January 12, 2003

w00t

Ever read the jargon file? I think you should. It is a window into some of the most inventive of human intellect. And no, you dont really have to understand everything that is written on those pages. That is not the reason for reading them. The idea is to just skim them and read on, just to find ideas and thoughts that are truly unique in their own right.

Guess I am blabbering right now. Just wanted to remind myself to read this so wrote this in.

H.A.N.D

~!nrk

January 08, 2003

The weakening of the written word

With the explosion of the Information Age, there has been a great hoopla built about the easy accessibility of information. The great Information Divide it seems has been conquered. And Information is available to everyone and at everyplace. But what has probably been lost is the fact that this easy access to information has actually lessened the impact of information.

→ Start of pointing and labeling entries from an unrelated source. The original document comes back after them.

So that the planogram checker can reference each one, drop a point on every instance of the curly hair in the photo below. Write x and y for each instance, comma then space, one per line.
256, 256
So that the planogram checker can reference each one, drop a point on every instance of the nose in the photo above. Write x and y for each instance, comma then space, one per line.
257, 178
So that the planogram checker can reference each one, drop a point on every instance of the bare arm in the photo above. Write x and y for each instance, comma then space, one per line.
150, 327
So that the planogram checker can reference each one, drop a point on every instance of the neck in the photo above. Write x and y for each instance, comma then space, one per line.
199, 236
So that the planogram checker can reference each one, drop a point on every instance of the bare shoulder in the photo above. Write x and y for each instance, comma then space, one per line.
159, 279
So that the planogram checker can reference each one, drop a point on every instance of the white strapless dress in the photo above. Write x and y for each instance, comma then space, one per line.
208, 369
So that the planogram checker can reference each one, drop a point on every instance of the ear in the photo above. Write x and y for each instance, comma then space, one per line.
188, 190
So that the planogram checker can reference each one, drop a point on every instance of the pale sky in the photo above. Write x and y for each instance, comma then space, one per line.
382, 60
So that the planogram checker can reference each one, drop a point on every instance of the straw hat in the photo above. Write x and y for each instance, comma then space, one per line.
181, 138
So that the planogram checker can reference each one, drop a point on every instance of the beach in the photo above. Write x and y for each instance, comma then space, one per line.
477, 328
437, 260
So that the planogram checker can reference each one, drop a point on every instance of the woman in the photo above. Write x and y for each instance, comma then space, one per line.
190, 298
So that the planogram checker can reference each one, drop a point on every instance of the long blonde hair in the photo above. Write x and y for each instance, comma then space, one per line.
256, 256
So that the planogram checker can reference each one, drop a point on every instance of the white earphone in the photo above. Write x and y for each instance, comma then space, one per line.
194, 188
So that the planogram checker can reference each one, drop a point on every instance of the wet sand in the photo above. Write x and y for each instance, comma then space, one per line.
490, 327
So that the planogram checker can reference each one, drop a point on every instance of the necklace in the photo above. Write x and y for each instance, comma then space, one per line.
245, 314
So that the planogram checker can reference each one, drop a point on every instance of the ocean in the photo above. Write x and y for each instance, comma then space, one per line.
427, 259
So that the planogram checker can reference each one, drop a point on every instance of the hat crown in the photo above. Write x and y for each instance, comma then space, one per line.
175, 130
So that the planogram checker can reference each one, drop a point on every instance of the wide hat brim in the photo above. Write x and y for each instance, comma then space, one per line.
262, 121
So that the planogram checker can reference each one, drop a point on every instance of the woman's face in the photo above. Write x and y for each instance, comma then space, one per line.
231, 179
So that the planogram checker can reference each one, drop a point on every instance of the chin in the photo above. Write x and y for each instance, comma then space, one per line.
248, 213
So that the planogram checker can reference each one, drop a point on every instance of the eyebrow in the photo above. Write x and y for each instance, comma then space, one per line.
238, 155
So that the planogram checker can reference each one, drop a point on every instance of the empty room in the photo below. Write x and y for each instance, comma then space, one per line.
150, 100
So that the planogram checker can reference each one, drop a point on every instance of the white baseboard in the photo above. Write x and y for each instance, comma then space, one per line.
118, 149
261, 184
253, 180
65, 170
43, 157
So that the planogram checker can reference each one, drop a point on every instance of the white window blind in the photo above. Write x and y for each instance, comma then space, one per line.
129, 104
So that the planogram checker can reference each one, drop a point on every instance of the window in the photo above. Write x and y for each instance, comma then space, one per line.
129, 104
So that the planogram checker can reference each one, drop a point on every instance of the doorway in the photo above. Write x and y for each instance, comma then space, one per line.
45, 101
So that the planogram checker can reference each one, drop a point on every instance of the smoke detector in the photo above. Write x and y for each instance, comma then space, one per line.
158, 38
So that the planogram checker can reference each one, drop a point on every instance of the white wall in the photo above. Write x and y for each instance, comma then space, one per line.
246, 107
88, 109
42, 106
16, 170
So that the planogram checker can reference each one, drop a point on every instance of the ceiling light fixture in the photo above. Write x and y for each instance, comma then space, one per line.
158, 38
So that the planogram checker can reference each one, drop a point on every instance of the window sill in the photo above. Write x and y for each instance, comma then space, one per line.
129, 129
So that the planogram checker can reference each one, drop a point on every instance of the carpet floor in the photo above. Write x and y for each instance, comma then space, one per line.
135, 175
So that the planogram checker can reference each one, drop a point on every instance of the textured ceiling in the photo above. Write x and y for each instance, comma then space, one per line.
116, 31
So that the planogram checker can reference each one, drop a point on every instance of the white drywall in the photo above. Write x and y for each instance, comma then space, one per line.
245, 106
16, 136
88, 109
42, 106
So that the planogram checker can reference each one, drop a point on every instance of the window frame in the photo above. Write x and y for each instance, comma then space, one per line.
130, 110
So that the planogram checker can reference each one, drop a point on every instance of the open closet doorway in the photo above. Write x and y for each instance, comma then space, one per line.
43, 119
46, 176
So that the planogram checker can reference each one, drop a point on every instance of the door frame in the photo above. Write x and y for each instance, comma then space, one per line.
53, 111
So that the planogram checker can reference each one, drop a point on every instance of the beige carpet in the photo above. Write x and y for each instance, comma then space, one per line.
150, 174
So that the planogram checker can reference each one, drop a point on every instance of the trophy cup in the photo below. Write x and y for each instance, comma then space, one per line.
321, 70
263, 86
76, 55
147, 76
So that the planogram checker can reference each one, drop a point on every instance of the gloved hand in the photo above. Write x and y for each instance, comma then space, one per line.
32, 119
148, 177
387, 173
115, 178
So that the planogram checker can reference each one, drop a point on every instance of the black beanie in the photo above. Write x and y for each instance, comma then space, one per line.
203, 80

No, I am not talking about the Information overload that is causing people to spend lots of time just trying to find the information that is relevant to them. I am also not talking about the increase of information availability leading to people broadening themselves, speaking with reference to knowledge, and not gaining a sufficiently deep understanding at the same time.

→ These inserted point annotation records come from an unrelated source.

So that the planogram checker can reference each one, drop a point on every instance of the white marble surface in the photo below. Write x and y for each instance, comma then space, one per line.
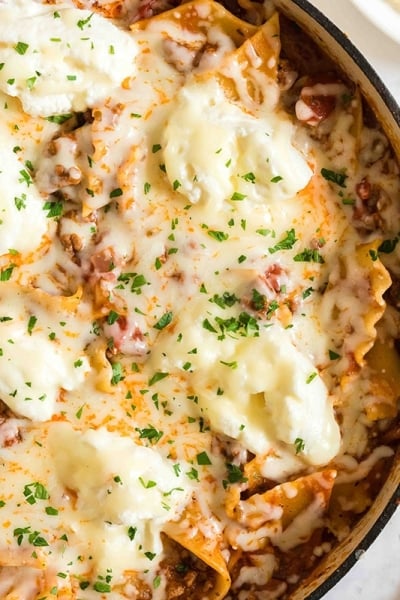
376, 576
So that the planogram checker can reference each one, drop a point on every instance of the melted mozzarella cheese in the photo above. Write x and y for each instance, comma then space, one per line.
40, 353
205, 255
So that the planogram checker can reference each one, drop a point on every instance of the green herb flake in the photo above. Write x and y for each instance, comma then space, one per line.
21, 48
286, 243
117, 373
203, 459
164, 321
237, 196
59, 119
147, 484
146, 187
299, 445
102, 587
220, 236
20, 203
309, 255
157, 376
234, 475
116, 193
49, 510
193, 474
339, 178
150, 433
177, 184
31, 324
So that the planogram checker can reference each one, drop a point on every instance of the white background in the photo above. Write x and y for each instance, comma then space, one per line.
376, 576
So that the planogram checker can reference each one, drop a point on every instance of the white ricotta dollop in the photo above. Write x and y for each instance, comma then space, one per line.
55, 58
125, 494
218, 150
258, 389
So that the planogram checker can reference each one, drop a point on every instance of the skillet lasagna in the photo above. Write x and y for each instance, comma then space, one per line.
198, 302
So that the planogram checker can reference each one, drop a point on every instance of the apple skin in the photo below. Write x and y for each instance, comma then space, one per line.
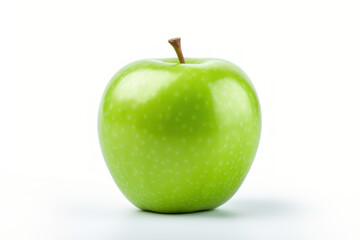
179, 137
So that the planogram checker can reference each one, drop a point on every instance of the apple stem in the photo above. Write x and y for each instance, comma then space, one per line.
175, 42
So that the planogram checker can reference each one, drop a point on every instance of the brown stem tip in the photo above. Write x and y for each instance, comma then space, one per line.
176, 43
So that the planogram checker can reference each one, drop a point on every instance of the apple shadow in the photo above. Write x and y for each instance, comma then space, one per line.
237, 219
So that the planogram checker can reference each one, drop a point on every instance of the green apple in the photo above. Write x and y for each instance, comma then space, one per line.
179, 137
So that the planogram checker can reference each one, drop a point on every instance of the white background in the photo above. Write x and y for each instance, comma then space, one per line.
57, 57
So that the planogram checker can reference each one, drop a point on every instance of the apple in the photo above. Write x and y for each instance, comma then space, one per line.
179, 135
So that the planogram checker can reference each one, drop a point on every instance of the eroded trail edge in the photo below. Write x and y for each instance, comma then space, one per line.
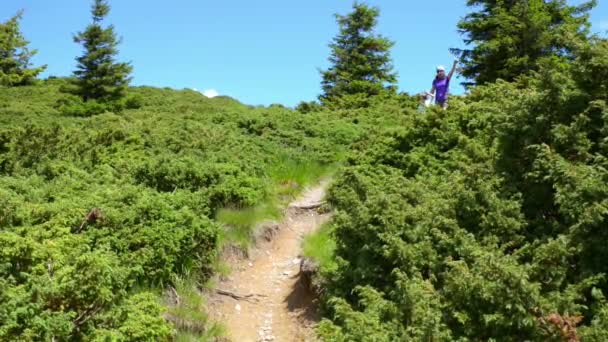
263, 299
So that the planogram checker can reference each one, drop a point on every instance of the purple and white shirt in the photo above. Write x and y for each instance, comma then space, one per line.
441, 89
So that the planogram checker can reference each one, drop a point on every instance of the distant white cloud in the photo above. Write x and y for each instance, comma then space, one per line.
210, 93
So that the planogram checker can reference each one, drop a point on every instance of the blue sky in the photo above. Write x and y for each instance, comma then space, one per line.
259, 52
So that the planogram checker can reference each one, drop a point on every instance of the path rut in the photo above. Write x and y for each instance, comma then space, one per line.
281, 308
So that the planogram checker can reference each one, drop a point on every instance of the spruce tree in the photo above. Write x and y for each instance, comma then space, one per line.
98, 76
15, 67
360, 58
511, 37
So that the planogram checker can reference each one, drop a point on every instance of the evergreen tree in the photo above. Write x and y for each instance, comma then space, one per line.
511, 37
99, 76
361, 62
15, 67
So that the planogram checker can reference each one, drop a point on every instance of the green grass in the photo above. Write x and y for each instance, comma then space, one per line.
239, 223
321, 247
291, 176
189, 315
288, 178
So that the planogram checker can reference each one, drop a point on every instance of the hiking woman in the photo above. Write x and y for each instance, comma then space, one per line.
441, 85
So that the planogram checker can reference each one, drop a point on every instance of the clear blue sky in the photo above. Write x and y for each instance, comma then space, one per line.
259, 52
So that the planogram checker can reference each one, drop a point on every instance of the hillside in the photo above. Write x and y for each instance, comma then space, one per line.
99, 214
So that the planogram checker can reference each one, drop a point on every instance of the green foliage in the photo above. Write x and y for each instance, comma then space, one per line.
321, 247
511, 38
98, 77
360, 59
99, 214
484, 222
15, 67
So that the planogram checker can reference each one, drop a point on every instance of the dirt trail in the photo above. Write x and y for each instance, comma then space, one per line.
280, 308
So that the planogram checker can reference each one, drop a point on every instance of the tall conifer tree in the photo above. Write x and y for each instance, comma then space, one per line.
15, 66
360, 58
511, 37
98, 76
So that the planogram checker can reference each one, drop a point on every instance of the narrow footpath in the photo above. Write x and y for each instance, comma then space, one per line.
264, 298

What I am talking about is the relative weakening of the written word vis-a-vis the spoken word. Seems as though we have come a full circle, from the days before writing ever existed. When the only word was the spoken word. Now the Information age is restacking the odds for the spoken word - the word of the expert.

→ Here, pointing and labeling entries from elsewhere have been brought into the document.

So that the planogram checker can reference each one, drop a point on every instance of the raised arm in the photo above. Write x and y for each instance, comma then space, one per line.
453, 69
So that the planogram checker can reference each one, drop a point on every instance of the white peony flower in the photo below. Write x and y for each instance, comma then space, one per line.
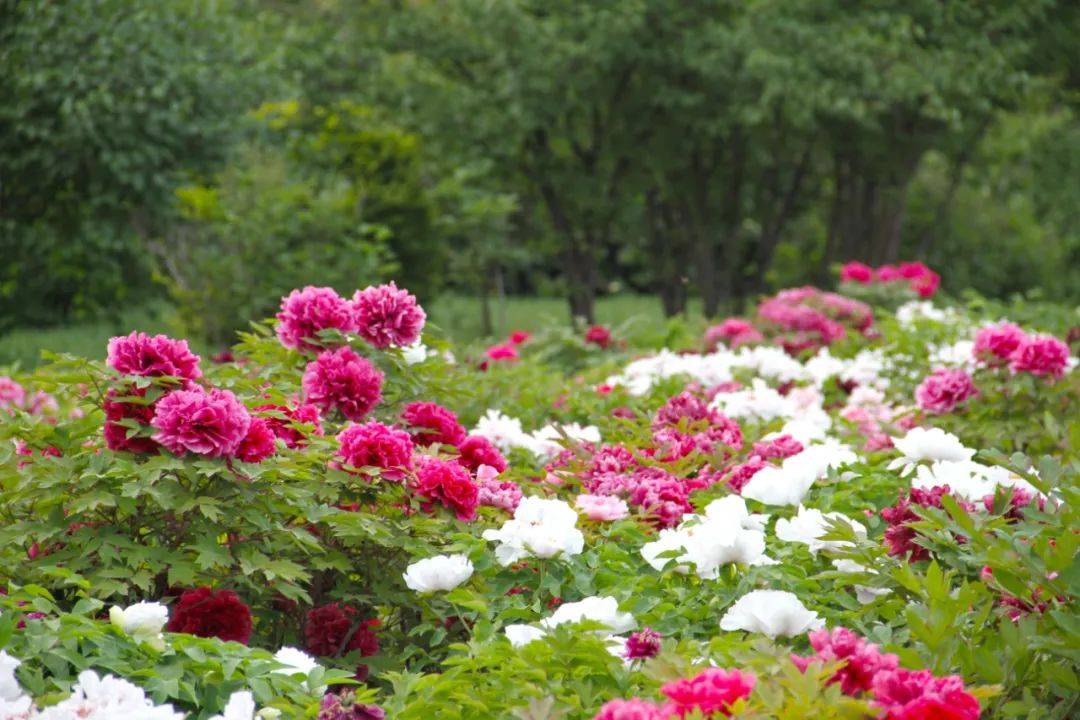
541, 527
603, 610
14, 703
522, 635
143, 621
107, 698
773, 613
810, 524
441, 572
241, 706
928, 444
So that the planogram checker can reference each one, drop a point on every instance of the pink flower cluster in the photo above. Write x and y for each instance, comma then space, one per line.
383, 315
807, 318
943, 390
920, 279
733, 331
711, 693
1041, 355
862, 661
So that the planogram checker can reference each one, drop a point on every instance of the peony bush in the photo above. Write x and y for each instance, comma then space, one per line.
835, 506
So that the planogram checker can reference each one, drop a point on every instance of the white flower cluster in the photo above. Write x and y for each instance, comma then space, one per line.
507, 433
541, 528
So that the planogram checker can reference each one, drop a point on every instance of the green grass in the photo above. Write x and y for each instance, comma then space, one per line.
458, 316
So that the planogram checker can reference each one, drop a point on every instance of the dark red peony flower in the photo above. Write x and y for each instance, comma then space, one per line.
212, 614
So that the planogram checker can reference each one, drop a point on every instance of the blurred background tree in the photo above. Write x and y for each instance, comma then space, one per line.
214, 154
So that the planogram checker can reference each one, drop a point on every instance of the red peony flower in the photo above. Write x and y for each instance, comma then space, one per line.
375, 445
305, 313
449, 485
258, 444
212, 614
712, 691
208, 423
387, 316
476, 450
154, 356
333, 629
340, 379
431, 423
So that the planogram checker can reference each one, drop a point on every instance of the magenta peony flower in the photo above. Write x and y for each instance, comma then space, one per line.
998, 342
712, 691
208, 423
642, 644
943, 390
630, 709
1040, 355
156, 356
387, 316
918, 695
375, 445
862, 660
448, 484
856, 272
431, 423
340, 379
476, 450
305, 313
258, 444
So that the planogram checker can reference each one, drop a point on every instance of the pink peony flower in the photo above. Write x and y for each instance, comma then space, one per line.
494, 492
943, 390
602, 507
154, 356
476, 450
1040, 355
448, 484
258, 444
598, 335
283, 422
711, 692
305, 313
856, 272
343, 380
431, 423
998, 342
208, 423
642, 644
387, 316
918, 695
862, 660
630, 709
375, 445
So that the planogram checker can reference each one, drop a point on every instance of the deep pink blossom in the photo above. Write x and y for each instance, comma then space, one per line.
918, 695
862, 660
152, 356
375, 445
448, 484
340, 379
711, 692
386, 315
306, 312
431, 423
258, 444
943, 390
1040, 355
998, 342
211, 423
631, 709
476, 450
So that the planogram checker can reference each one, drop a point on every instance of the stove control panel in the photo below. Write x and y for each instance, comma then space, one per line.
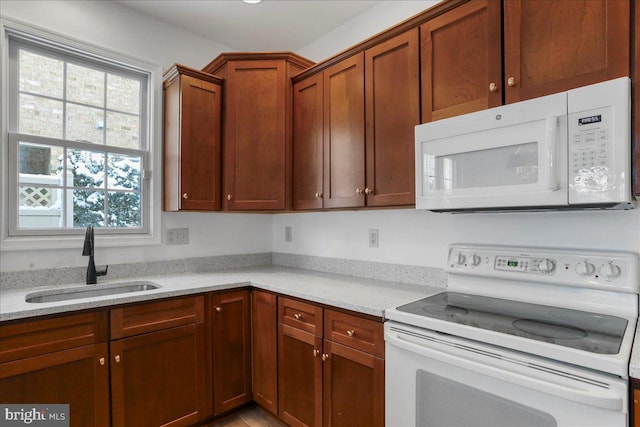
580, 268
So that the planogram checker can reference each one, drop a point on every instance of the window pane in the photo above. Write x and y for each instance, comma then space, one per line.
123, 130
85, 85
87, 168
124, 209
39, 164
123, 94
40, 74
40, 116
85, 124
88, 208
123, 172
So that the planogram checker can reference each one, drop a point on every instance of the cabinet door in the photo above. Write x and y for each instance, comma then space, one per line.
461, 60
156, 378
231, 350
255, 144
392, 111
299, 377
353, 387
78, 377
264, 336
563, 45
344, 134
307, 143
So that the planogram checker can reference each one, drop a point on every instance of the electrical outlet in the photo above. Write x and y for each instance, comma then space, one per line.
373, 238
177, 236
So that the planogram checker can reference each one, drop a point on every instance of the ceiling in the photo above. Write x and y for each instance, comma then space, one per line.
273, 25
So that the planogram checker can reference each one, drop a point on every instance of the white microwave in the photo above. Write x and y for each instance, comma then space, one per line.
567, 150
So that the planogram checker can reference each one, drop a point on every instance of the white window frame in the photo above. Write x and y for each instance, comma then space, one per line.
15, 239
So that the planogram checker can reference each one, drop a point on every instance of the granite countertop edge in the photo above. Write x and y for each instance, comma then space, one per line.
362, 295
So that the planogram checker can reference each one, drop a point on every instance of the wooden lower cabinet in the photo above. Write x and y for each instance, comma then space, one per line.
231, 317
78, 377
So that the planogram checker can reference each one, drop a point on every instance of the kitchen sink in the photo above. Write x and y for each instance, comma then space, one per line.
91, 291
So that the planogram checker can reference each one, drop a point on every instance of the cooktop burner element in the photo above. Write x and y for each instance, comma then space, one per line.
596, 333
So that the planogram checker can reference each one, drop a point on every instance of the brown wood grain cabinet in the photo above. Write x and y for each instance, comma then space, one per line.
257, 128
264, 345
58, 360
192, 140
231, 317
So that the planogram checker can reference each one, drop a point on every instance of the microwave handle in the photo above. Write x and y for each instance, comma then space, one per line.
551, 154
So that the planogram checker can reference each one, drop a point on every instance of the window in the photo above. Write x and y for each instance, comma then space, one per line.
78, 141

The reason is this. The explosion of the new era has driven down the costs of information disbursal - and the costs of information generation. Anyone can sit in front of a computer and can generate information - something like what I am doing now. This has meant that there is no automatic disincentive to generate information, which once allowed only those who actually had knowledge to embark upon disbursal. When a book was released, there was a certain certainty of quality associated with it. Though this has been coming down with the decrease in cost of publishing in the recent times, the information explosion has been among the last of nails onto its coffin so to speak.

The typical manifestation of it is seen in all sorts of situations. One is the proliferation of impersonation sites. These include sources of information that are not bonafide either by design or by accident. Those by design include the hoax sites, hoax email chains and so on. Those by accident include all the personal information sites which include and are not restricted to blog sites, information discussion fora, fun focus sites, ask a question sites etc. And the information is anything from health, to technology, to personal blacklisted email domains. These information sources have such a low signal to noise ration that it is increasingly becoming difficult to figure out signal from noise.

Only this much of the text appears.